June is an amazing time to be in New York. The city is filled with celebrations of LGBT history to mark the 50th anniversary of the Stonewall Riots, which began at the Stonewall Inn gay bar in Grenwich Village, New York city, on 28 June 1969. The fightback against police violence marked the beginning of the gay liberation movement.
Apart from the massive Pride march on 30 June, and the dozens of other events of all sorts, there are at least eight major Stonewall-related exhibitions in the city during June: New York Public Library (Love & Resistance: Stonewall 50; running till 13 July); Soho Photo Gallery (Photography After Stonewall; open 5–29 June); the Museum of the City of New York (PRIDE: Photographs of Stonewall and Beyond by Fred W McDarrah, $18, opening 6 June); and Brooklyn Museum (Nobody Promised You Tomorrow: Art 50 Years After Stonewall, $16, running till December!).
One exhibition, Art after Stonewall, 1969–1989, is split between two galleries: the Grey Art Gallery of New York University and the Leslie-Lohman Museum of Gay & Lesbian Art (recommended $5 and $10 entry, and open till 20 and 21 July, respectively).
The Museum of the New-York Historical Society has three exhibitions: Letting Loose and Fighting Back: LGBTQ+ Nightlife Before and After Stonewall; By the Force of Our Presence: Highlights from the Lesbian Herstory Archives; and images from 50 years of the city’s Pride marches: Say It Loud, Out and Proud: Fifty Years of Pride. (All run until 22 September.)
British folk can sample some of these delights without crossing the Atlantic by buying some of the books that accompany the exhibitions.
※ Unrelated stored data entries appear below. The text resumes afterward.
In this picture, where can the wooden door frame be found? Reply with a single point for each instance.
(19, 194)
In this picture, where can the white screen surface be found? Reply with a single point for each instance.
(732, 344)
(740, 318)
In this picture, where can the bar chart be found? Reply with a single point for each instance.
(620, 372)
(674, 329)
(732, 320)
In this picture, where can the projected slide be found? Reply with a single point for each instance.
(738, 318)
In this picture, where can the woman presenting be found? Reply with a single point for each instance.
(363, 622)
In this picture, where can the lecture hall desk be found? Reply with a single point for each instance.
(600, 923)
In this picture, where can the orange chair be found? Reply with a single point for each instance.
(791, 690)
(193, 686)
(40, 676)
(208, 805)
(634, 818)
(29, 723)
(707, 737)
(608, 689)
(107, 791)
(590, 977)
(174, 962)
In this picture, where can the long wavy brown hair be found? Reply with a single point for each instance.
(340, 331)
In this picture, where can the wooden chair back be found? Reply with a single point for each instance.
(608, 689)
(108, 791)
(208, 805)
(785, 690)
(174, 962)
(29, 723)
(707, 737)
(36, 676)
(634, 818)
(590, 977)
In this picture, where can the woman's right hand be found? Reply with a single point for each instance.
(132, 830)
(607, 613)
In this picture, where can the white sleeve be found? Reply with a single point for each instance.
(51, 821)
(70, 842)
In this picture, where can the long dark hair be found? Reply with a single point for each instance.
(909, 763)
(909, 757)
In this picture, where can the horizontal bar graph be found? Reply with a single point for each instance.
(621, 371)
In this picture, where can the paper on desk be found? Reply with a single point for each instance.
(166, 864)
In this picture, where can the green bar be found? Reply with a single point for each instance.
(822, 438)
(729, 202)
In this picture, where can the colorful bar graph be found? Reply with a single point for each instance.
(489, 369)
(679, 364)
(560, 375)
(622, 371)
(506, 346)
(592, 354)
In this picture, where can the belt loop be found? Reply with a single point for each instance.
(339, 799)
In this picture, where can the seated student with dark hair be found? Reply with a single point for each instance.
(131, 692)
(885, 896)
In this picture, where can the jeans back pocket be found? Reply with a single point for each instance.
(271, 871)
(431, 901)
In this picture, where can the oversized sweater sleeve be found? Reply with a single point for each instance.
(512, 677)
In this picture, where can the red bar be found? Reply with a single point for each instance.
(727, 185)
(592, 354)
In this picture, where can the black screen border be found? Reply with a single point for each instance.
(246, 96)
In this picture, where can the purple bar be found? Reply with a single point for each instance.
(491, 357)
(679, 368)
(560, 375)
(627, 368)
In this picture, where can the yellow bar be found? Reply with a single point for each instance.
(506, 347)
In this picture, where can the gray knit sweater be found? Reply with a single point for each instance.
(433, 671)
The NYPL exhibition has produced two books: a 224-page visual treat, Love and Resistance: Out of the Closet Into the Stonewall Era ($24.95), and a 336-page Stonewall Reader ($18). The first has archive photographs by Kay Tobin Lahusen (the first openly gay US woman photojournalist) and Diana Davies (another pioneering photojournalist). The Reader has diaries, articles from LGBTQ magazines and newspapers of the times, and first-hand accounts.
There are more archive photos of New York in PRIDE: Photographs After Stonewall, by Fred W McDarrah – including documentation of the riots themselves (OR Books, 240pp, $30).
The Art after Stonewall, 1969-1989 exhibition has produced a 304-page visual history of the same name, displaying ‘the impact of the Lesbian, Gay, Bisexual, and Transgender civil rights movement on the art world’, with over 200 works (Rizzoli Electa, $60).
Soho Photo Gallery is holding what is said to be the only Stonewall anniversary exhibition in the US focused on creative photography – art not documentation. Themes include: Home, Family, Gays in the Military, AIDS, Fetish and Fantasy. The gallery, which is photographer-run, raised $5,100 on Indiegogo to help produce an accompanying 128-page book, Photography After Stonewall, with over 70 photographs from the show, as well as essays and artist statements ($25 paperback).